Sorry I accidentally deleted the branch and I think doing this closed the issue. Sorry!! |
Have you tried it on a different dataset? This above is digits, right? Maybe try MNIST? Or is there some other dataset where RBF works well? |
I think this should help but I also think we should make sure that it actually does ;) |
You could also try on Olivetti faces with RandomizedPCA preprocessing: http://scikit-learn.org/stable/auto_examples/applications/face_recognition.html To try on a bigger dataset you can use LFW instead of Olivetti. |
Sounds great guys thanks for the suggestions. I'll give them a shot this week and post the results.
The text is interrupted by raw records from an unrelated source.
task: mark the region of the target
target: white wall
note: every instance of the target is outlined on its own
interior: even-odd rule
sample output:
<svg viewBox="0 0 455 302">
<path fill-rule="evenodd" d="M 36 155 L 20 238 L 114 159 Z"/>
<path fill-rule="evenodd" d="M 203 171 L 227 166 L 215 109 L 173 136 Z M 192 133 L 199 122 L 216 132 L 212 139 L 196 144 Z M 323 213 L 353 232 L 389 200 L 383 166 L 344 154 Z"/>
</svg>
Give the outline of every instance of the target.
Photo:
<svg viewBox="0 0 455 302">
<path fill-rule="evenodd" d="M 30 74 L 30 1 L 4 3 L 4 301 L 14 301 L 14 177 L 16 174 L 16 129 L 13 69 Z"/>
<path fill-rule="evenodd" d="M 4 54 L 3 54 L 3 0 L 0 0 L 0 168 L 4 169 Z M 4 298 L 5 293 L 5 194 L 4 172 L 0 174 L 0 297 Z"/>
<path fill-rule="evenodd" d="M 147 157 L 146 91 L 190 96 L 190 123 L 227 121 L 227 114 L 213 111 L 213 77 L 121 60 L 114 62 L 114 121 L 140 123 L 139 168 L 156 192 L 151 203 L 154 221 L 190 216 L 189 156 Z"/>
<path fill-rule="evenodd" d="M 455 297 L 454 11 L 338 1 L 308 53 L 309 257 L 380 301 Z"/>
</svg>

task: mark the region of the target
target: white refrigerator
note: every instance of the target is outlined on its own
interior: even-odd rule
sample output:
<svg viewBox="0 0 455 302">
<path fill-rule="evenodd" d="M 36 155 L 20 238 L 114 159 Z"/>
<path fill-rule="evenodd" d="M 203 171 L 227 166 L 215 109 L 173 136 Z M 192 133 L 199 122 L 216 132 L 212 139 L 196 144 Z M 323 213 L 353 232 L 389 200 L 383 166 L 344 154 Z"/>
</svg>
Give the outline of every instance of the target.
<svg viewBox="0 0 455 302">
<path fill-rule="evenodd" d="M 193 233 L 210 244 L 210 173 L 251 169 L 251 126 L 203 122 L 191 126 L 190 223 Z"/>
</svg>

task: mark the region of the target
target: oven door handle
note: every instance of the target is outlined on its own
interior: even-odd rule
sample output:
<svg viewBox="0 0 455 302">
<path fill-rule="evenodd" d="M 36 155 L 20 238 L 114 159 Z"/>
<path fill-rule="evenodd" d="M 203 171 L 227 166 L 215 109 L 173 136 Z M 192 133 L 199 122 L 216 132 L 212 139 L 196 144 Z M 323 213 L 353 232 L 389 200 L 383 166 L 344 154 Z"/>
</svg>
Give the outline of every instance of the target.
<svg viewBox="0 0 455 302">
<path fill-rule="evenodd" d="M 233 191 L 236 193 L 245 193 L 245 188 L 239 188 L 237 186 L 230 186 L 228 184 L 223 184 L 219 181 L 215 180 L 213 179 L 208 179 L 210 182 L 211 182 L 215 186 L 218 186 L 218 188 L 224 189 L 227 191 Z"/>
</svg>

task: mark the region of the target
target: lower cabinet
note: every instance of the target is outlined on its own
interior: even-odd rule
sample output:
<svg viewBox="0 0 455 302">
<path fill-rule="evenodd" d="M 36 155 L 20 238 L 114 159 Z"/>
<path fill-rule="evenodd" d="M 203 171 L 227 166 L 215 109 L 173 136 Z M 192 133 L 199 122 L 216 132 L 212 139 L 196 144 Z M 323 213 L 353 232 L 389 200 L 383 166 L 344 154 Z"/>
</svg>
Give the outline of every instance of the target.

Also I noticed my build failed but it failed because of errors in OrthogonalMatchingPursuitCV. Do you guys know if this an intermitant test or something I should look into? |
The travis failure is unrelated, you can ignore it. |
Sorry for the long layoff guys. Finally got a chance to run amueller's MINST example with k-means and random. As the graph shows k-means does show some minor improvement but nothing big. However, since it seems to almost always be a little better in the examples I tried it seems like it might still be worth adding it? I briefly tried on Olivetti but I think because of the limited amount of faces saw a lot of variance in the output and didn't really get anything useful other than k-means definitely isn't a silver bullet. I didn't have time to look into LFW. |
It seems consistent from the little I have seen thus far - I will try to run some tests as well. Looks pretty nice! |
Thanks for the bench on mnist. It would be great to run the same on lfw and |
At first these results seemed at odds to me with the MNIST line in Table 2 of Kumar, Mohri and Talwalkar, Sampling Methods for the Nyström Method, JMLR 2012. But actually, that table is showing the kernel reconstruction "accuracy" , where K_k is the optimal rank-k reconstruction (the truncated SVD), and \tilde{K}_k is the rank-k Nyström approximation. I guess the kernel isn't as well-approximated by the uniform reconstruction, but it's still good enough to do classification with. Might be good to make sure that's the case. Also, it might be better to use kmeans++ initialization rather than random; did you try that? |
Brief update. I ran MINST again to compare "better" clustering with k-means [KMeans++ initialization, max_iter=300, and n_init=10] vs k-means as suggested in the literature ['random' initialization, max_iter=5, n_init=1] vs random Nystroem. As shown below the much more time intensive clustering has almost no impact on the classification performance while significantly increasing the time needed to train the model. I also did the same on LFW and the results are below. In this case k-means appears to little to no consistent improvement over random selection. If you are interested I used the parameters found in http://nbviewer.ipython.org/github/jakevdp/sklearn_scipy2013/blob/master/rendered_notebooks/05.1_application_to_face_recognition.ipynb other than doing my own RBF grid search to find the optimal RBF parameters. I'll try to do the covertype test later this week if I get time and you guys think it is still needed. |
Can you please rebase your branch on master and try with MinibatchKMeans? This might be master to converge while giving good enough centroids. |
hm... this actually looks good. @mth4saurabh any chance you are still interested in working on this? |
@amueller : sure, would love to; will start on monday. |
Because I wanted to try K-means clustering as the basis for Nystroem approximation and it appeared as though pull request #2591 might be stalled I created a slightly modified version. I also tried to address @amueller comment about the effectiveness of the method by including it in the plot_kernel_approximation example and @dougalsutherland comment concerning the possible singularity of the sub-sampled kernel matrix using the same approach as scipy does in pinv2.
Since it is my first commit to the project (hopefully the first of many) any feedback or suggestions you have would be appreciated.